Troubleshooting (2 tools)

Tool	Description	Parameters
`get_troubleshooting_history`	Retrieve past solutions	`error_pattern?: string`, `component?: string`, `only_successful?: bool`, `limit?: int`
`log_troubleshooting_attempt`	Log a troubleshooting attempt	`task: string`, `solution: string`, `result: string`, `error_message?: string`, `component?: string`

Lineage (4 tools)

Tool	Description	Parameters
`get_dag_lineage`	Get DAG dependencies	`dag_id: string`, `depth?: int`
`get_failure_blast_radius`	Analyze failure impact	`dag_id: string`, `task_id?: string`
`get_dataset_lineage`	Get dataset producers/consumers	`dataset_name: string`
`get_lineage_stats`	Get lineage system stats	None

System (2 tools)

Tool	Description	Parameters
`get_airflow_status`	Get Airflow health status	None
`get_system_info`	Get comprehensive system info	None

Workflow Orchestration (2 tools) - NEW

These tools dramatically improve multi-step operation success rates by providing structured guidance.

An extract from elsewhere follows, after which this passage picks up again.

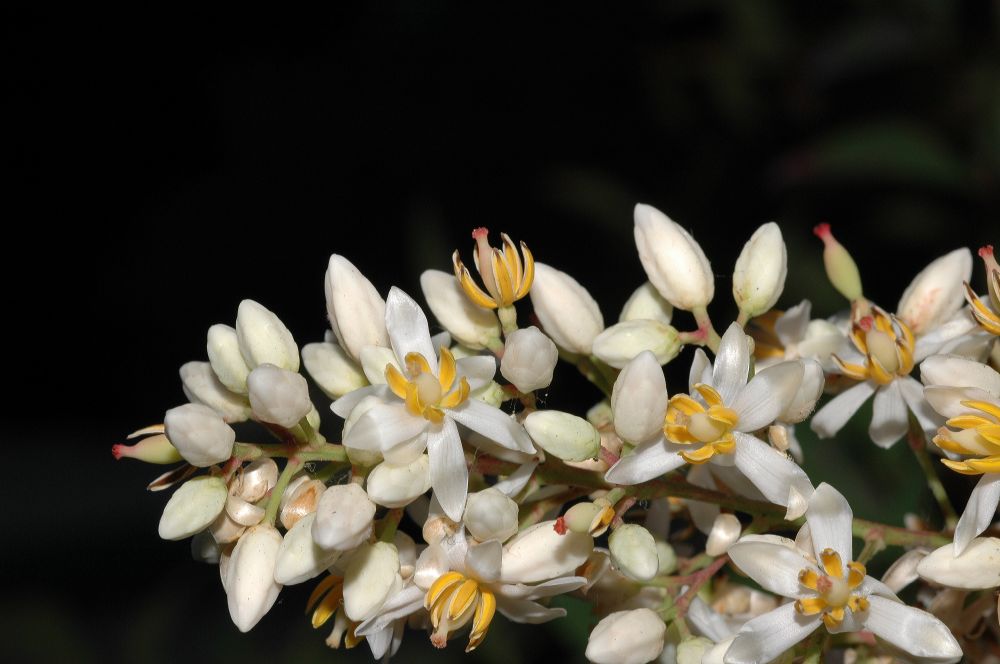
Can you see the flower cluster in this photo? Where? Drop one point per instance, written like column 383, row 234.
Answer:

Tool	Description	Parameters
`get_workflow_guide`	CALL FIRST for multi-step tasks - Returns step-by-step execution plan with tool sequence	`workflow_type?: string`, `goal_description?: string`
`diagnose_issue`	Structured troubleshooting with component-specific diagnostic checks	`symptom: string`, `component?: string`, `error_message?: string`, `affected_resource?: string`

Available workflow types:

create_openshift_cluster - Full OpenShift deployment (45-90 min)
setup_freeipa - FreeIPA identity management (20-30 min)
deploy_vm_basic - Simple VM creation with validation (5-10 min)
troubleshoot_vm - Systematic VM troubleshooting (10-20 min)

LLM Interaction Patterns

Pattern 1: Discovery First

Always start by understanding the system:

Call get_system_info() to understand capabilities
Call get_airflow_status() to verify system health
Call list_dags() to see available workflows
Call list_vms() to see existing infrastructure

Pattern 2: Check Before Acting

Before modifying infrastructure:

1. Call compute_confidence_score(task_description)
   - If < 0.6: STOP and request documentation
   - If >= 0.6: Proceed with caution
   - If >= 0.8: Proceed confidently

2. Call get_troubleshooting_history(error_pattern)
   - Check if similar issues were solved before

3. Call check_provider_exists(system_name)
   - Use native providers instead of BashOperator

Pattern 3: Learn From Failures

After any operation:

1. If successful:
   log_troubleshooting_attempt(task, solution, "success")

2. If failed:
   log_troubleshooting_attempt(task, solution, "failed", error_message)
   get_troubleshooting_history(error_message) # Check for solutions

Pattern 4: VM Lifecycle (High Success Rate)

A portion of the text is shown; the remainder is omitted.